Legislation sets firm minimum allocations and updates “poison pill” safeguard to protect cultural and tourism programs.
TRENTON, NJ – Lawmakers have introduced a measure to resolve confusion over how New Jersey divides revenue from the state’s hotel and motel occupancy tax — a key funding source for the arts, history, culture, and tourism — by locking in minimum annual allocations and clarifying when a safeguard known as the “poison pill” provision would suspend the tax.
Under the proposal, beginning in Fiscal Year 2027, the State must allocate no less than:
– $31.9 million to the New Jersey State Council on the Arts for cultural projects;
– $5.5 million to the New Jersey Historical Commission for historical grants and preservation programs;
– $17.6 million to the Division of Travel and Tourism for advertising and promotion; and
– $720,000 to the New Jersey Cultural Trust.
The legislation would make clear that if the annual state budget appropriates less than these required amounts for any of the four agencies, the “poison pill” clause is automatically triggered, suspending the collection of the statewide hotel and motel occupancy fee until compliance is restored.

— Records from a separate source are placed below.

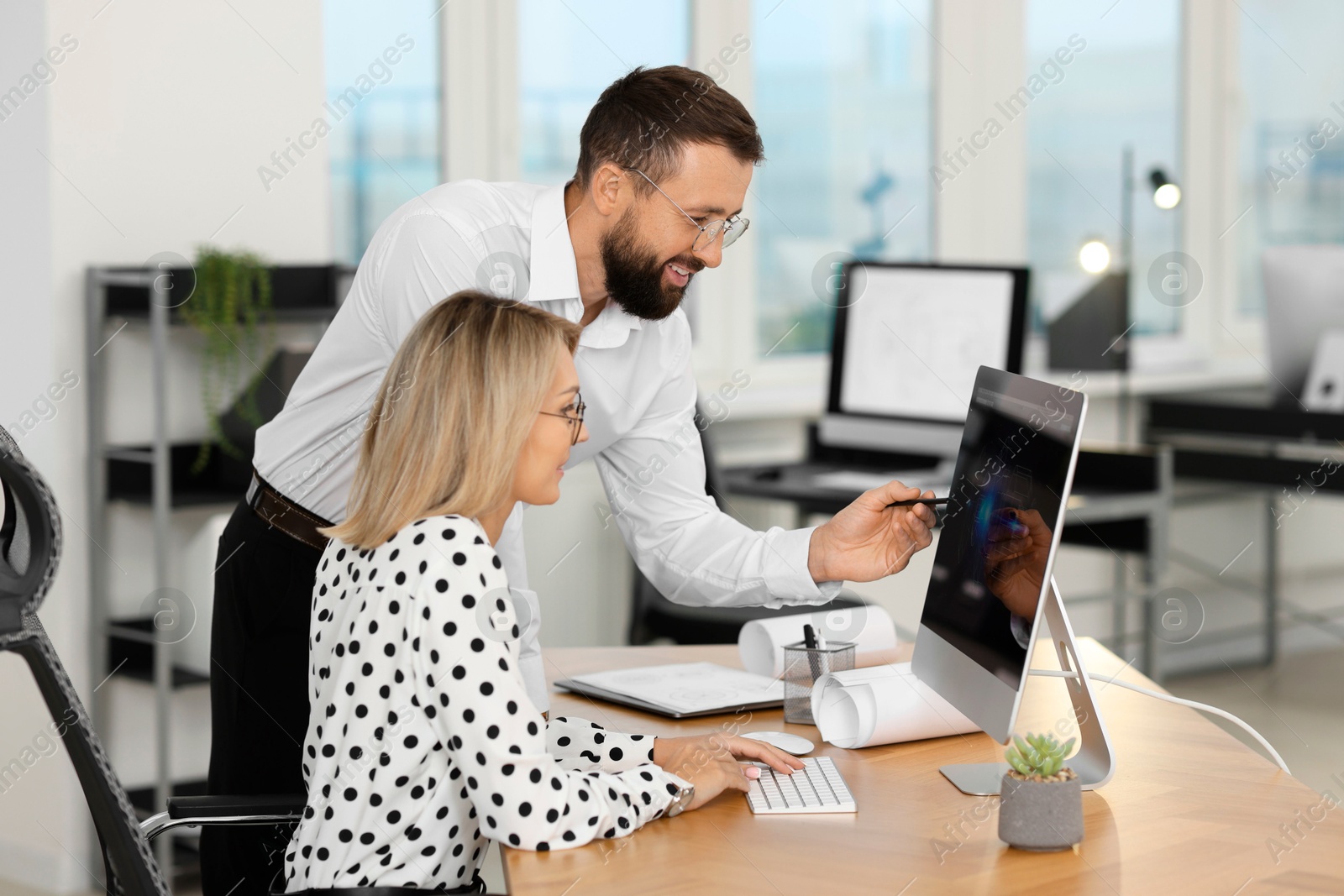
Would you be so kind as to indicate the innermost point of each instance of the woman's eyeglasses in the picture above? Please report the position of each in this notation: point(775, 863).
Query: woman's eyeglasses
point(575, 416)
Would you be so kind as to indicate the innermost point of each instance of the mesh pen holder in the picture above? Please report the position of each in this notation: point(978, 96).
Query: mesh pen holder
point(803, 665)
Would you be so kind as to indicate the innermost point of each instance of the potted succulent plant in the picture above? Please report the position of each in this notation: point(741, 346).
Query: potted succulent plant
point(1041, 806)
point(232, 308)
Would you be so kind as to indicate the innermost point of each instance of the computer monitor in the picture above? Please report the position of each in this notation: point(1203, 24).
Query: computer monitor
point(995, 553)
point(906, 345)
point(1304, 297)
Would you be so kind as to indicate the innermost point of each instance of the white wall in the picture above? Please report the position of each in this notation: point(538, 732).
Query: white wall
point(154, 127)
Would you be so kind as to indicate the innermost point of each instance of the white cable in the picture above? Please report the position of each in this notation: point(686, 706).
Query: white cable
point(1179, 701)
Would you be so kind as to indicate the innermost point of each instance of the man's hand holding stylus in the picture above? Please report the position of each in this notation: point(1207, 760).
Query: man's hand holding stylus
point(869, 540)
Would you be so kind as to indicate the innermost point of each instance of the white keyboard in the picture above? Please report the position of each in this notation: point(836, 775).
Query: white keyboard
point(819, 788)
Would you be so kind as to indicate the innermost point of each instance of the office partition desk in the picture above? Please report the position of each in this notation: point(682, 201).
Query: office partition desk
point(1191, 810)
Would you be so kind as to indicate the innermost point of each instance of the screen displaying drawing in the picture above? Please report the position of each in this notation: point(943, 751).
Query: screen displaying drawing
point(916, 338)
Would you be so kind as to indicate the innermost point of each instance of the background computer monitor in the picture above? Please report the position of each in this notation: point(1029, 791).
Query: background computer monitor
point(1010, 490)
point(1304, 297)
point(906, 345)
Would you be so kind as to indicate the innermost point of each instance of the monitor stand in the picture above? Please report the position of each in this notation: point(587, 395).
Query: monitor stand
point(1095, 762)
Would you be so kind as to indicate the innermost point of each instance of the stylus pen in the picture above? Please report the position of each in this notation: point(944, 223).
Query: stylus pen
point(914, 501)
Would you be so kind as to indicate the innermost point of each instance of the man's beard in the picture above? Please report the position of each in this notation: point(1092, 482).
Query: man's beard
point(635, 275)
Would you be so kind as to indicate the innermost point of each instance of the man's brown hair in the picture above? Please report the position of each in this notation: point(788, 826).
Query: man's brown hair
point(647, 117)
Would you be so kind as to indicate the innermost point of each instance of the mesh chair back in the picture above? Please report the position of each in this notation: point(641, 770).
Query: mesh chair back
point(30, 551)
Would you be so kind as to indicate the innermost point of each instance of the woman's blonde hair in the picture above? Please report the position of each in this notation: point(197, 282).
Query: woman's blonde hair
point(456, 407)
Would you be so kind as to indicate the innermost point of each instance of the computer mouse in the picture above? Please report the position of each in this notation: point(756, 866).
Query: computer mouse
point(788, 743)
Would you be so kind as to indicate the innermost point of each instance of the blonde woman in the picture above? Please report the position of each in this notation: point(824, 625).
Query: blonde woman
point(423, 741)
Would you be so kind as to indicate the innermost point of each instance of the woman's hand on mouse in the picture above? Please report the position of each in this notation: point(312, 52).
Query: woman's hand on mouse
point(710, 762)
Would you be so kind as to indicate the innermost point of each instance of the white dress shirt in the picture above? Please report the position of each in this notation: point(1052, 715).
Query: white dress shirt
point(636, 379)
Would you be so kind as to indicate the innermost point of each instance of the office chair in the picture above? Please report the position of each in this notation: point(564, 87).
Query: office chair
point(30, 551)
point(652, 616)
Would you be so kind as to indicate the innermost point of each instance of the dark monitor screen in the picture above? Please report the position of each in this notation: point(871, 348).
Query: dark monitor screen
point(991, 566)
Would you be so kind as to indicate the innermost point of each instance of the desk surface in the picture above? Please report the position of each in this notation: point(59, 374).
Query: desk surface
point(1191, 810)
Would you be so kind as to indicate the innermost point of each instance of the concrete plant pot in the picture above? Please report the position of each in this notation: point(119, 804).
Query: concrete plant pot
point(1041, 815)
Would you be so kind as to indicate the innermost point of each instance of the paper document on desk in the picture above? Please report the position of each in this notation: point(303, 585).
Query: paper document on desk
point(682, 689)
point(882, 705)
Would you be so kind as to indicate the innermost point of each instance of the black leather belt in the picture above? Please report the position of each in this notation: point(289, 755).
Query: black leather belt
point(286, 516)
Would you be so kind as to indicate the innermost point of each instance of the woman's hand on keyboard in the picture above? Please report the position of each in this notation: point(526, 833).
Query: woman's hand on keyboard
point(710, 762)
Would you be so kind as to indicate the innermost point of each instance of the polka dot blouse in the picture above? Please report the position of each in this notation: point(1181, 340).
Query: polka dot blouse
point(421, 738)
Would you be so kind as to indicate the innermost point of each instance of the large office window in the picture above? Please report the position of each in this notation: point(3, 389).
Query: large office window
point(569, 51)
point(842, 94)
point(1292, 150)
point(1120, 87)
point(382, 110)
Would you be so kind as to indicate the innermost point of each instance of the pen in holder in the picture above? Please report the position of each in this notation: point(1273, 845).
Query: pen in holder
point(803, 665)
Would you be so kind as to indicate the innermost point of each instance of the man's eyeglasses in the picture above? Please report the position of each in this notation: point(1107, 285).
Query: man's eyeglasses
point(575, 414)
point(732, 228)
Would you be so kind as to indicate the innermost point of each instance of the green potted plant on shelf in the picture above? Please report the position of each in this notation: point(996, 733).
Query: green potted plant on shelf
point(1041, 806)
point(230, 307)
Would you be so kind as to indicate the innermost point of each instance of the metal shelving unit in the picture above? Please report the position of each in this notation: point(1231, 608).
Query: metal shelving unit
point(118, 473)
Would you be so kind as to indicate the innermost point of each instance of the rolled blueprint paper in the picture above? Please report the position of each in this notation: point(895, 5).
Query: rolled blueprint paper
point(871, 631)
point(882, 705)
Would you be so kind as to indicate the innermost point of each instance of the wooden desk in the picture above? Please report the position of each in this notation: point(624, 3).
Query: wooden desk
point(1191, 810)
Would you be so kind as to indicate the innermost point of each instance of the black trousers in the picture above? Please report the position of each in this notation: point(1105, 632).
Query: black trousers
point(259, 694)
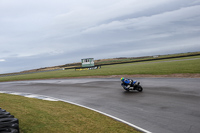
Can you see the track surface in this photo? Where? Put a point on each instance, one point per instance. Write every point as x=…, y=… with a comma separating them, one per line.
x=167, y=105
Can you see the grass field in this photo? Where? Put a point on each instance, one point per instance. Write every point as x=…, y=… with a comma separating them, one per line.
x=160, y=67
x=45, y=117
x=39, y=116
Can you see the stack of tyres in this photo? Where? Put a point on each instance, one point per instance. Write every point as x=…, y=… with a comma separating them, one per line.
x=8, y=124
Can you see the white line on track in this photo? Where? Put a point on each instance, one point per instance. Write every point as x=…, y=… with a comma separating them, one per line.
x=42, y=97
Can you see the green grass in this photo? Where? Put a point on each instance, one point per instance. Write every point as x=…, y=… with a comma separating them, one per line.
x=39, y=116
x=148, y=67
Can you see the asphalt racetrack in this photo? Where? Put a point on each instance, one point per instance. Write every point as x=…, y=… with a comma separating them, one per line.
x=166, y=105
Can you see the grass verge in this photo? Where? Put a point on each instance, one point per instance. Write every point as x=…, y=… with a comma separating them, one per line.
x=39, y=116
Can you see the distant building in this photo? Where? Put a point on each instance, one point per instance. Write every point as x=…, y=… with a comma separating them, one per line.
x=87, y=62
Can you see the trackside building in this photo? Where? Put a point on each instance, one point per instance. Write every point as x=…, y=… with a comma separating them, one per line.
x=87, y=64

Clearing up conflicting interpretations
The Hotel and Motel Occupancy Fee Law (P.L.2003, c.114) first established the tax and linked it to dedicated arts and tourism funding. In recent years, however, state officials and budget analysts have disagreed on which minimum funding thresholds must be met to avoid invoking the poison pill.
The new bill eliminates ambiguity by setting specific dollar figures, based on the minimum levels first established for Fiscal Year 2021, as the permanent benchmarks for future budgets. It also codifies the fiscal-year trigger for suspending the tax if any allocation falls short.
Supporters say the clarification will stabilize funding for cultural organizations that depend on consistent state investment, particularly as tourism rebounds following pandemic-related losses.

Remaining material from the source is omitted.